Listen to this story
|
SambaNova Systems has achieved a new performance milestone, setting a world speed record with Meta’s Llama 3.1 405B model, processing 114 tokens per second. The performance, verified by Artificial Analysis, outpaces other providers by over four times, positioning SambaNova as a leader in AI speed and efficiency.
“I’ve been playing with SambaNova Systems‘s API serving fast Llama 3.1 405B tokens. Really cool to see the leading model running at speed. Congrats to Samba Nova for hitting a 114 tokens/sec speed record,” said DeepLearning.ai founder Andrew Ng.
The benchmark was set using a single 16-socket node, operating with full 16-bit precision on SambaNova’s custom RDU chips. This advancement addresses the challenge of balancing quality and speed in large models like Llama 3.1 405B, enabling the deployment of the model in more speed-sensitive applications, such as customer support and AI agents.

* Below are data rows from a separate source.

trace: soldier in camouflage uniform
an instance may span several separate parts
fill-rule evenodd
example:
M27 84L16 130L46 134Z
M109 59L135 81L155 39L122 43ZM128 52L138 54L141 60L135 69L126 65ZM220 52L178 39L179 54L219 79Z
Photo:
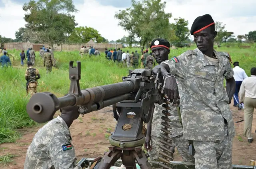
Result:
M36 54L35 54L35 51L33 50L32 48L30 48L29 51L29 56L30 58L30 61L31 61L32 64L34 66L36 61Z
M27 94L31 95L36 93L36 87L38 85L37 80L40 79L39 71L34 68L31 61L28 61L28 68L26 70L25 79L27 81L26 84Z
M53 66L53 58L50 50L47 49L46 53L44 54L44 66L46 69L46 74L52 72L52 66Z
M78 110L78 106L61 109L60 115L38 131L27 151L24 169L82 169L69 129L79 116Z
M236 82L231 59L213 48L217 32L210 15L198 17L190 33L197 48L164 61L154 68L154 73L161 68L161 77L168 76L164 91L174 105L179 98L175 78L181 84L183 137L194 145L196 169L232 169L235 129L229 104Z
M39 55L41 58L42 59L44 59L44 51L43 49L42 48L40 48L40 51L39 51Z
M159 46L154 46L155 41L158 40L159 44L158 45ZM157 58L157 63L160 64L162 61L168 60L168 55L170 53L170 43L167 40L162 38L158 38L153 40L150 45L150 48L153 53L154 57ZM147 57L148 59L150 57L152 57L152 53ZM178 84L180 95L182 95L182 87L180 84L179 84L178 80L176 80L177 84ZM164 104L164 103L163 103ZM159 146L162 145L160 143L159 141L162 138L160 136L161 128L163 126L161 123L163 121L161 119L161 117L164 115L162 113L162 110L166 110L166 109L162 107L162 105L155 104L156 108L154 110L153 118L150 123L148 123L147 134L148 135L146 137L146 145L145 149L149 149L150 151L148 154L150 155L150 159L154 161L158 161L158 157L160 155L158 152L161 150ZM171 116L168 116L168 118L172 121L168 122L168 124L170 126L172 129L168 129L168 130L172 133L171 135L169 135L169 137L173 140L172 144L176 147L178 150L179 154L180 155L182 159L184 162L194 163L195 159L193 156L189 155L188 151L188 140L182 139L182 126L181 124L181 121L180 119L180 107L173 105L170 106L171 110L168 110L168 112L171 114ZM152 126L152 127L151 126ZM150 128L149 127L152 128ZM151 132L152 131L152 132ZM151 137L149 135L151 133ZM150 144L149 143L150 142ZM146 145L149 146L149 149L146 147ZM171 147L170 150L174 153L174 146ZM172 156L172 155L171 155Z
M146 67L149 68L150 69L153 68L154 66L156 66L156 62L155 62L155 59L152 56L152 53L149 54L149 56L147 57L147 62L146 64Z

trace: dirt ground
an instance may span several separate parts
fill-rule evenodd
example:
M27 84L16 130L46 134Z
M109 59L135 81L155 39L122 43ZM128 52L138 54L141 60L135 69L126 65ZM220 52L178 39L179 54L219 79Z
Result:
M234 121L243 119L243 110L238 111L237 108L230 107L233 111ZM256 141L256 112L254 111L252 132ZM82 157L94 158L103 155L110 145L108 137L113 132L116 123L113 117L112 107L109 106L98 111L90 113L75 120L70 127L72 143L76 149L78 160ZM22 137L15 143L0 145L0 156L11 154L16 156L8 165L0 168L23 169L27 149L34 135L43 125L19 130ZM250 160L256 160L256 141L249 143L246 138L243 136L244 121L235 123L236 135L233 143L233 163L248 165ZM176 151L177 152L177 151ZM178 153L174 154L174 160L182 161Z

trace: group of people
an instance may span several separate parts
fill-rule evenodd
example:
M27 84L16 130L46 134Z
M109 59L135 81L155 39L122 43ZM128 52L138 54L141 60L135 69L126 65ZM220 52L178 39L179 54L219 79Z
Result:
M84 55L89 55L91 57L92 55L99 56L100 53L97 48L95 49L92 46L87 46L87 47L86 46L82 46L79 51L79 55L82 58Z
M149 151L151 159L158 160L161 117L163 109L167 109L171 115L168 116L168 128L171 128L170 132L173 134L170 137L184 161L194 163L196 169L231 169L235 128L229 105L236 90L236 81L240 81L234 78L234 72L237 68L232 69L228 53L214 49L214 40L217 32L210 15L197 18L190 34L197 48L170 60L168 41L158 38L152 40L150 45L152 56L159 64L153 71L156 74L161 68L159 79L164 84L164 97L169 100L166 100L168 103L168 107L164 103L156 105L154 109L147 125L145 149ZM144 60L150 56L149 54L147 56L145 52ZM122 54L121 56L119 54L117 57L118 52ZM118 52L108 51L106 58L119 62L122 58L123 61L126 59L127 65L129 52L126 54L126 58L123 53L119 49ZM135 54L137 52L132 54ZM132 55L128 55L129 59L132 58ZM139 55L136 56L138 60ZM130 59L128 63L130 63ZM250 117L250 122L256 107L256 68L252 68L251 74L241 83L239 92L240 103L244 103L245 111L247 107L250 112L246 115ZM224 79L226 90L223 86ZM238 101L236 103L237 104ZM69 129L79 116L78 109L78 106L62 109L60 115L38 130L27 150L24 169L62 168L64 166L81 168L76 163ZM251 130L251 125L250 127ZM246 133L250 132L249 129ZM189 146L194 149L194 154L189 153ZM169 155L172 155L174 147L171 147L170 150L172 153Z

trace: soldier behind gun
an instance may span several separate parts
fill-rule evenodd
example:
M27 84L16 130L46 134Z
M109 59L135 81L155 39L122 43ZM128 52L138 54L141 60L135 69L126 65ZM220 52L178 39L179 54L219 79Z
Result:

George Cameron, Co-Founder of Artificial Analysis, confirmed the record, saying that SambaNova’s platform reduces the trade-off between model size and operational speed, making it viable for real-time applications.
SambaNova’s fourth-generation RDU chip, the SN40L, plays a critical role in this achievement, facilitating real-time processing that opens up new enterprise use cases. These include intelligent document processing, real-time AI copilots, and explainable AI, all of which benefit from the platform’s speed.
The company is offering a demo of the Llama 3.1 405B model on its website and is inviting developers to access its APIs for building enterprise-level AI applications.
SambaNova Systems is a technology company specializing in artificial intelligence (AI) hardware and software solutions. Founded in 2017 in Palo Alto, California, by Kunle Olukotun, Rodrigo Liang, and Christopher Ré, the company provides purpose-built solutions for deep learning and AI applications.
The company’s technology is built around the SN40L chip, which features a reconfigurable dataflow architecture. This design optimizes data movement and reduces latency, making it highly efficient for AI tasks compared to traditional GPU-based systems.